The food intolerance test avoids the need for a lengthy exclusion diet (although it is still wise to avoid any foods that cause reactions without necessarily causing an antigenic reaction in any case).

The exclusion diet is viewed as the gold standard by the medical profession but it can be time consuming and compliance is often poor. In addition, it’s difficult to determine the exact combination of foods that may be causing symptoms, especially when the individual is under any form of stress, which has a huge impact on digestive function.

What to do if you are intolerant to cow’s milk protein

If casein comes up as something to avoid, all dairy, including goat and sheep milk products should be avoided for 3 months. Goat and sheep milk is naturally homogenised so often easier to digest but ultimately they have a similar protein to that of cow’s milk.

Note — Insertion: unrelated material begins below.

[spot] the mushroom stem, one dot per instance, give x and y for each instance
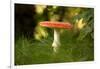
(56, 42)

It’s important to record your symptoms in a food, mood and symptom diary so you can pinpoint reactions easily. Improvement is often seen within a month, but relief often comes quicker.

You should aim to be completely symptom-free for three months before reintroduction of intolerant foods. Reintroduction should happen gradually, starting with reintroducing one food once a week and building up to every other day. If symptoms return then food should be removed again for another month.

Look out for the following on ingredients labels and avoid:

– Butter
– Casein and Caseinates
– Cheese
– Cream
– Galactose
– Ghee
– Hydrolysates
– Lactalbumin
– Lactoglobulin
– Lactose
– Lactulose
– Milk
– Milk fat
– Quark
– Rennet
– Sour cream
– Whey
– Yogurt

Lactoferrin is a milk derivative that is safe for most individuals with a milk protein allergy or intolerance. I’ve seen a lot of milk protein intolerance in my clinic and I use food intolerance testing as an integral part of my practice.  I find this an excellent tool for resolving so many systemic symptoms.